First, although California prisoners retain a state liberty interest in parole, see Cooke v. Solis, 606 F.3d 1206, 1213 (2010), "[t]here is no right under the Federal Constitution to be conditionally released before the expiration of a valid sentence, and the States are under no duty to offer parole to their prisoners." Swarthout v. Cooke, 562 U.S. 216, 220 (2011). Thus, at a parole hearing, federal due process is satisfied if the prisoner is afforded an opportunity to be heard and informed of the reasons why parole was denied. See Greenholtz v. Inmates of Neb. Penal and Corr. Complex, 442 U.S. 1, 16 (1979). The only permissible constitutional inquiry into the denial of parole is "whether the procedures followed by the State were constitutionally sufficient." Swarthout, 562 U.S. at 219. Federal courts may not peer into the merits of a parole denial, and so long as the procedures for vindicating a prisoner's state liberty interest in parole were adequate, the federal due process inquiry ends. See id. at 220-222. Here, Petitioner attached to the Petition transcripts demonstrating that, with an attorney, he testified before the Parole Board at lengthy hearings and was provided a statement of reasons why parole was denied. (ECF No. 1 at 133-190, 210-213). The Due Process Clause requires nothing more.

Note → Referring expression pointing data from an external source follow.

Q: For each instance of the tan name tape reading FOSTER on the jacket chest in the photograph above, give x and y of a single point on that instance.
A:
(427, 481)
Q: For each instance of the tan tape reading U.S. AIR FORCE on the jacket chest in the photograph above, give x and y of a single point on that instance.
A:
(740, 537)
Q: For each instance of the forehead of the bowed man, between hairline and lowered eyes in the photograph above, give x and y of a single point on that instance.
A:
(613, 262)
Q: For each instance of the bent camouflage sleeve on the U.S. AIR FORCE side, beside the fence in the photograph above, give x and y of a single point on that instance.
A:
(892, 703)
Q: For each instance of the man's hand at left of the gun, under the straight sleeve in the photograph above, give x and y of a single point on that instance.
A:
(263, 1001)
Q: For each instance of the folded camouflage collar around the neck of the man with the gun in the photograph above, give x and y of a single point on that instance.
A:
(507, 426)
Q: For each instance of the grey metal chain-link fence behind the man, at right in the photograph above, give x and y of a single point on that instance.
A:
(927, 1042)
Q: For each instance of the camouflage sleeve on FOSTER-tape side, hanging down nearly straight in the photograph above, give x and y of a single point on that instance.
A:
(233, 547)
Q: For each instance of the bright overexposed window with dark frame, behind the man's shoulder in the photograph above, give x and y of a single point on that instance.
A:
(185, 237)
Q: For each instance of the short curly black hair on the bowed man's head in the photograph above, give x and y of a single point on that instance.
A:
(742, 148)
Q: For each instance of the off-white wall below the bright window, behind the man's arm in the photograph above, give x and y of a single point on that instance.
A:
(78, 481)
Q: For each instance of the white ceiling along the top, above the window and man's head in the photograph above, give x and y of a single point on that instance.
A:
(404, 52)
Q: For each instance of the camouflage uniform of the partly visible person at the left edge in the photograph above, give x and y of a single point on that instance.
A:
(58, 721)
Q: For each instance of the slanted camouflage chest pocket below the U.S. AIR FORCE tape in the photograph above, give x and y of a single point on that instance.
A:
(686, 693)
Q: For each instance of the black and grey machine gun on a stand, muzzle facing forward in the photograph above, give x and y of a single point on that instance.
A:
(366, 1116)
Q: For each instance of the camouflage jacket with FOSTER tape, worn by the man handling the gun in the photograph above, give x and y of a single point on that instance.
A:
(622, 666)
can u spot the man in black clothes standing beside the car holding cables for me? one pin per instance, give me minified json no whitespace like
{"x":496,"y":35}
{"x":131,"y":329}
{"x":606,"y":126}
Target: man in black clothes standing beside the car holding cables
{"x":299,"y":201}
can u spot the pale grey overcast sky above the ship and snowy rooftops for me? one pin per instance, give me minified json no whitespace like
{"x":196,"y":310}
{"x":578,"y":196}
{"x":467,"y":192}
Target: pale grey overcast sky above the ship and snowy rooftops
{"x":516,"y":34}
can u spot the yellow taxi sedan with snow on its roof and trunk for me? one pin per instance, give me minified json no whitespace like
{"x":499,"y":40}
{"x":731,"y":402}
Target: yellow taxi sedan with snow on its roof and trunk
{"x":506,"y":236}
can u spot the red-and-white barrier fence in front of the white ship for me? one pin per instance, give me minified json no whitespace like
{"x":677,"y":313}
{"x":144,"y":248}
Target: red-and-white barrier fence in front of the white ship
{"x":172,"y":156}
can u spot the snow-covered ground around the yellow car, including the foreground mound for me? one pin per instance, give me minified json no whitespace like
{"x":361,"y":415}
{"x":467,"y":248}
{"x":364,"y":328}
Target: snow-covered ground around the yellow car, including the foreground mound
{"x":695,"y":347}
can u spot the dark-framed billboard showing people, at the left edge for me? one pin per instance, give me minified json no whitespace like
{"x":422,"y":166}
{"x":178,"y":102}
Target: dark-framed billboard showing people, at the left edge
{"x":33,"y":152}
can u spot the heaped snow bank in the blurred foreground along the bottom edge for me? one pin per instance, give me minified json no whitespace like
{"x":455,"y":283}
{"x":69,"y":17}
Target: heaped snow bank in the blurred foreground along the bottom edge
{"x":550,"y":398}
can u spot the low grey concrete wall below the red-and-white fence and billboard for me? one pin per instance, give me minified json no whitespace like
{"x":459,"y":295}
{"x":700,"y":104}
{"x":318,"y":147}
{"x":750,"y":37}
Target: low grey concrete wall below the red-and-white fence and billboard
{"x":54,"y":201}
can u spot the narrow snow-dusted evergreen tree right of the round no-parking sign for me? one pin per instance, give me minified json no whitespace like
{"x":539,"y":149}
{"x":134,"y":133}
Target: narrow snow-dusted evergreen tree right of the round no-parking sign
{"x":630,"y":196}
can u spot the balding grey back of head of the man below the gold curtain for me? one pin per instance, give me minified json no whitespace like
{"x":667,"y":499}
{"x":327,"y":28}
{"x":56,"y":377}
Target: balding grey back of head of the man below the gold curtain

See Greenholtz, 442 U.S. at 16. To the extent that Petitioner challenges the correctness of the Parole Board's decision, that is a pure state law claim not cognizable on federal habeas review. See Estelle v. McGuire, 502 U.S. 62, 67 (1991).

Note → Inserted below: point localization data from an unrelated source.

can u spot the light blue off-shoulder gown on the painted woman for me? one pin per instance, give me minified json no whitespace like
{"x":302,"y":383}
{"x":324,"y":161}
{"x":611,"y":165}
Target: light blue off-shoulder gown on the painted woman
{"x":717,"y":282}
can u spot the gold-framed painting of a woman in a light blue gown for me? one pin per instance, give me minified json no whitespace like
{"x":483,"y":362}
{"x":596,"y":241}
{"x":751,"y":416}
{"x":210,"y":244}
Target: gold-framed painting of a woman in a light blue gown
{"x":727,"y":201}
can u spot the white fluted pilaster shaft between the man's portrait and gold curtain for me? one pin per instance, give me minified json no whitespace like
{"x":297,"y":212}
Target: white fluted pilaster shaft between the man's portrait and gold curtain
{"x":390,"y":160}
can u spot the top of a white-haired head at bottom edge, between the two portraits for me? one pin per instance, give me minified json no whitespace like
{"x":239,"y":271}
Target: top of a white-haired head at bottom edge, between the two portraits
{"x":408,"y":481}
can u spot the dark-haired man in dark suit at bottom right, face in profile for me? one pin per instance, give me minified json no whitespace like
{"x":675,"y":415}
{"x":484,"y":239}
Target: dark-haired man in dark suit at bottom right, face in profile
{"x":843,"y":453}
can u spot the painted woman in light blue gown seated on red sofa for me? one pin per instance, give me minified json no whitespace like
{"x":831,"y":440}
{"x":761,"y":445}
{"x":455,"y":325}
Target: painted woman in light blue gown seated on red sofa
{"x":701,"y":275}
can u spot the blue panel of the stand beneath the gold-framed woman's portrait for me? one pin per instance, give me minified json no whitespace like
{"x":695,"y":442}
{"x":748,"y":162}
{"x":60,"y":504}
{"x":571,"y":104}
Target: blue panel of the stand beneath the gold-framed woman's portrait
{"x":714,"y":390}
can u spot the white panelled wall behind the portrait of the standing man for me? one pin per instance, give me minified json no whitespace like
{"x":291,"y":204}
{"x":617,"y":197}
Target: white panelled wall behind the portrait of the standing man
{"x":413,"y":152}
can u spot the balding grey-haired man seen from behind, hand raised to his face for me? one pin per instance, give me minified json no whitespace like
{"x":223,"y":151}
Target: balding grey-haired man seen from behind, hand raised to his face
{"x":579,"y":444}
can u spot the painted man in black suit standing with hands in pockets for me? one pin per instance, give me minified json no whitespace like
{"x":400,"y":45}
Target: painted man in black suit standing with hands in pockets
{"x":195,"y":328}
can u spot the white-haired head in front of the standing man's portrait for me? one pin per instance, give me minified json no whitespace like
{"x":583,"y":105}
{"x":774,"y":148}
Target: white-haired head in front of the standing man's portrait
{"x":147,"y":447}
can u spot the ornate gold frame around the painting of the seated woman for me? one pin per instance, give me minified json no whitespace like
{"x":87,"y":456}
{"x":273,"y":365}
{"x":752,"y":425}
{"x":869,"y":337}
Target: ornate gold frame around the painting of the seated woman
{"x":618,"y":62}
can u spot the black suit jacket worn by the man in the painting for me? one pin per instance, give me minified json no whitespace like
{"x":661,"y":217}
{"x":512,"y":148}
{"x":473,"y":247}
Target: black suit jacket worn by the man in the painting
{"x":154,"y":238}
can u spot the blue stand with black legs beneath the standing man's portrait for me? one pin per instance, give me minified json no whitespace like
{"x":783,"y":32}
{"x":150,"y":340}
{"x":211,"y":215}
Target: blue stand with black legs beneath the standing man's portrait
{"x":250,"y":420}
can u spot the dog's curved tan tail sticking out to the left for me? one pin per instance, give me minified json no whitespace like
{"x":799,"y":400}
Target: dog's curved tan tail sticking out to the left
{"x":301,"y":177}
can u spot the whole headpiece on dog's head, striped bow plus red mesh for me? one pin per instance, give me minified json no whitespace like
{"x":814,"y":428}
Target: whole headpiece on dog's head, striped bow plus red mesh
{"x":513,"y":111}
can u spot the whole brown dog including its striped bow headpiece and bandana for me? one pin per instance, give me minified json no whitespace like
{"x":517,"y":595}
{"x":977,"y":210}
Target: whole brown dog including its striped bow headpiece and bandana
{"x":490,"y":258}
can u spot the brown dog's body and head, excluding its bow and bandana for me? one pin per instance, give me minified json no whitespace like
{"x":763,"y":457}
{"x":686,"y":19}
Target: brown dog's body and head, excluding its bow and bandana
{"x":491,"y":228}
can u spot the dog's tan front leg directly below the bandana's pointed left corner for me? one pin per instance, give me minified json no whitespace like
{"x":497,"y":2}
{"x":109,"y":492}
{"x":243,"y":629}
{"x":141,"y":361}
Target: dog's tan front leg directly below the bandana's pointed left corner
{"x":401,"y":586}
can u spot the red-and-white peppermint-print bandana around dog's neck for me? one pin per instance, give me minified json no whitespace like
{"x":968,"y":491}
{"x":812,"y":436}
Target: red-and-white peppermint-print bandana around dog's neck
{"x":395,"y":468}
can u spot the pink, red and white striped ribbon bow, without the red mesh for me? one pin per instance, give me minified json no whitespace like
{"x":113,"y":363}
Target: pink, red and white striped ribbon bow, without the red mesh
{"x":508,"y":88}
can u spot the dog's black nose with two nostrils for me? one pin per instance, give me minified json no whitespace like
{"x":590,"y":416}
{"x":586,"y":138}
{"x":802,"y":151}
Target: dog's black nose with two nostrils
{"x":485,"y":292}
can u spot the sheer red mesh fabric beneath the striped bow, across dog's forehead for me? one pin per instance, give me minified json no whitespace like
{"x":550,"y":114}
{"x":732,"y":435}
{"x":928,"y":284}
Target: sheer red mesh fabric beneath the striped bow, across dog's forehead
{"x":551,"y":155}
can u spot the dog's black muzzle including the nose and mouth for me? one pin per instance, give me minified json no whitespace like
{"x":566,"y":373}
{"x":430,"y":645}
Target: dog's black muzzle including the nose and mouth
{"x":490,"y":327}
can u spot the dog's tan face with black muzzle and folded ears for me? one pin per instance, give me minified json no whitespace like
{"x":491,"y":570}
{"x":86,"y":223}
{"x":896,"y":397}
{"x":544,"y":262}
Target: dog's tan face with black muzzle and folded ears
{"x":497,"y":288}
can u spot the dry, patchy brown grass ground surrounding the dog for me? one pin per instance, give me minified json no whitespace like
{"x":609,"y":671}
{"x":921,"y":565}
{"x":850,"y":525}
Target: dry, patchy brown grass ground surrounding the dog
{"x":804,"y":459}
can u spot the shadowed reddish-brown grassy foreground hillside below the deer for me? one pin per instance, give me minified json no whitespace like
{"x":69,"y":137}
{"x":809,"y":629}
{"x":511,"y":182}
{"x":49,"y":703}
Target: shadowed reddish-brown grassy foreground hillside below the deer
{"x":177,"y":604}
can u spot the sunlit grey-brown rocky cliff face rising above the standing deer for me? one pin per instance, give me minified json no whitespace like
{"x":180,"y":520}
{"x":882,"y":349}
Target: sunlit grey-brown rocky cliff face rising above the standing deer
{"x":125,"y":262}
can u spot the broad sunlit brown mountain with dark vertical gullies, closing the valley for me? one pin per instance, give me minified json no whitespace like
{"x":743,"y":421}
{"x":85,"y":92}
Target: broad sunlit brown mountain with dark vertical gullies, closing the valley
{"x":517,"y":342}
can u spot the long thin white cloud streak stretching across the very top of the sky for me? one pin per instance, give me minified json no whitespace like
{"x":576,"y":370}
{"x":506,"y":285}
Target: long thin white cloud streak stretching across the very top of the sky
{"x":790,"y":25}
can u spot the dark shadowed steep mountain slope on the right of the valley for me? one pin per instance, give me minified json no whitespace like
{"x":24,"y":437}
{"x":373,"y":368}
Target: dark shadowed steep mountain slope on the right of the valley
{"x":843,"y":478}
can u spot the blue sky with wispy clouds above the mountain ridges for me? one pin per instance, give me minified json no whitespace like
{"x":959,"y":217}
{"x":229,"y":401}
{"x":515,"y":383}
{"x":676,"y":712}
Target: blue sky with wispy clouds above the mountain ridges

The Supreme Court's decision in Johnson v. United States, 135 S.Ct. 2551 (2015), does not change this conclusion. Johnson, which held that the residual clause of the Armed Career Criminal Act ("ACCA") was unconstitutionally vague under the Due Process Clause, applies only to federal prisoners who received increased sentences under the ACCA. Johnson, 135 S. Ct. at 2557, 2563. It is not applicable to Petitioner's state sentence under the California Penal Code, and no U.S. Supreme Court decision has extended the reasoning of Johnson outside the context of that specific case, much less extended it to state parole statutes. Therefore, to the extent that Petitioners' due process claim is predicated on an extension of Johnson, the state courts' rejection of that claim cannot have been contrary to or an unreasonable application of clearly-established federal law. See White v. Woodall, 134 S.Ct. 1697, 1706 (2014) ("`[I]f a habeas court must extend a rationale before it can apply to the facts at hand,' then by definition the rationale was not `clearly established' at the time of the state-court decision.") (quoting Yarborough v. Alvarado, 541 U.S. 652, 666 (2004)).

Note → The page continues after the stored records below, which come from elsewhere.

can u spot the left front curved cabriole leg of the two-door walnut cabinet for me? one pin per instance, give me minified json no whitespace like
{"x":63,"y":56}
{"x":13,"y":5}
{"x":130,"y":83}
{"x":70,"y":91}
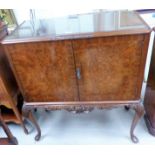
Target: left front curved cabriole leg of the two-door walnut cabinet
{"x":27,"y":113}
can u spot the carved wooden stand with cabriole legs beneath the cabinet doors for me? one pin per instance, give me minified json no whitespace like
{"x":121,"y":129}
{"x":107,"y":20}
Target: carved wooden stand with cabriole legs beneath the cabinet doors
{"x":28,"y":109}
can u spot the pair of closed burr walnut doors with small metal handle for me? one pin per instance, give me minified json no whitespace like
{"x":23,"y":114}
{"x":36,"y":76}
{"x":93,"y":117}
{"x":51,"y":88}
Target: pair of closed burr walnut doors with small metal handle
{"x":91,"y":69}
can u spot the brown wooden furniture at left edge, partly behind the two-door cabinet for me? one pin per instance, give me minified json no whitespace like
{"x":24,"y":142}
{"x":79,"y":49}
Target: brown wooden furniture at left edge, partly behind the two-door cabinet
{"x":8,"y":87}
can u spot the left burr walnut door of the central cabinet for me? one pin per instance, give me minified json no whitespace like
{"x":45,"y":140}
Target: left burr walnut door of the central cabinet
{"x":45,"y":71}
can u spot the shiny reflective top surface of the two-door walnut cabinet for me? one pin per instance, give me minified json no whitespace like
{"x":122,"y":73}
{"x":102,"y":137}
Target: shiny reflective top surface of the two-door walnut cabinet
{"x":94,"y":24}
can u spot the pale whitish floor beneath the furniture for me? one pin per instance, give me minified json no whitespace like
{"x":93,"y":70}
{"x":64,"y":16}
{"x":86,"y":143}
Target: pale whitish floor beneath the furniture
{"x":96,"y":127}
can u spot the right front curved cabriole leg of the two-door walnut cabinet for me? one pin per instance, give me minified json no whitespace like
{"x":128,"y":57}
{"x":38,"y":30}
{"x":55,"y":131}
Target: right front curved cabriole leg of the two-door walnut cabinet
{"x":139,"y":111}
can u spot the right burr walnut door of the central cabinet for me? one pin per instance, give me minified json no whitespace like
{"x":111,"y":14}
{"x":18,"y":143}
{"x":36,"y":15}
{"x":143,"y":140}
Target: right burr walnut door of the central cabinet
{"x":108,"y":68}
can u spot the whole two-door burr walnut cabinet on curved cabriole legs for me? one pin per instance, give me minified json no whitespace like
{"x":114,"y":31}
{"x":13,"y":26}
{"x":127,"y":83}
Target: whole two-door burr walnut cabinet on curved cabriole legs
{"x":80,"y":62}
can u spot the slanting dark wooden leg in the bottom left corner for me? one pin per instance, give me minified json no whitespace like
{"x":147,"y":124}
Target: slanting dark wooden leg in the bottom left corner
{"x":11,"y":138}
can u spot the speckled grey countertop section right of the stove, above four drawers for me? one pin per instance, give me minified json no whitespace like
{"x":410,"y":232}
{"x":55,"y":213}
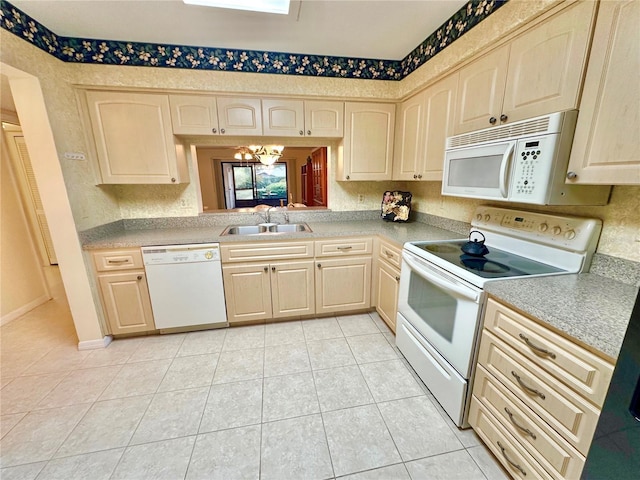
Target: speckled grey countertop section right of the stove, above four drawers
{"x":589,"y":308}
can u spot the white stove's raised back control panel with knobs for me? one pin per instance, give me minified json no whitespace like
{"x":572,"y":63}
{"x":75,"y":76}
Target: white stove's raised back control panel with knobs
{"x":573,"y":233}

Finally, the state courts' rejection of Petitioners' ex post facto challenge did not contravene or unreasonably apply clearly established federal law. An ex post facto claim cannot succeed unless the change to a challenged law "created a significant risk of increasing the punishment" of an inmate. Gilman v. Schwarzenegger, 638 F.3d 1101, 1106 (9th Cir. 2011) (quoting Garner v. Jones, 529 U.S. 244, 255 (2000)). The Ninth Circuit has already held that the deferral provisions of Marsy's Law do not violate the Ex Post Facto Clause because a decrease in the frequency of parole hearings alone does not create a "significant risk of lengthened incarceration," particularly when prisoners may seek to advance the hearing. See Gilman v. Brown, 814 F.3d 1007, 1016 (9th Cir. 2016), cert. denied sub nom. Madden v. Brown, 137 S.Ct. 650 (2017).



For the reasons set forth above, the Court lacks jurisdiction to address the Petition. Because amendment would be futile, the Petition is ordered dismissed without leave to amend, and Judgment dismissing this action with prejudice shall be entered accordingly.



1. In an appropriate case, with notice and the prisoner's consent, the Court may convert a habeas petition to a civil rights action under 42 U.S.C. § 1983. See Nettles, 830 F.3d at 935-36. However, because the petition here neither names the correct respondent nor asserts valid constitutional claims, the Court declines to construe the Petition as a § 1983 complaint. See, e.g., Glass v. Kernan, 2017 WL 2296960, at *3 (C.D. Cal. Apr. 18, 2017); Crane v. Beard, 2017 WL 1234096, at *4 n.6 (C.D. Cal. Apr. 3, 2017); Saffold v. Hartley, 2016 WL 5404399, at *2 (E.D. Cal. Sept. 27, 2016).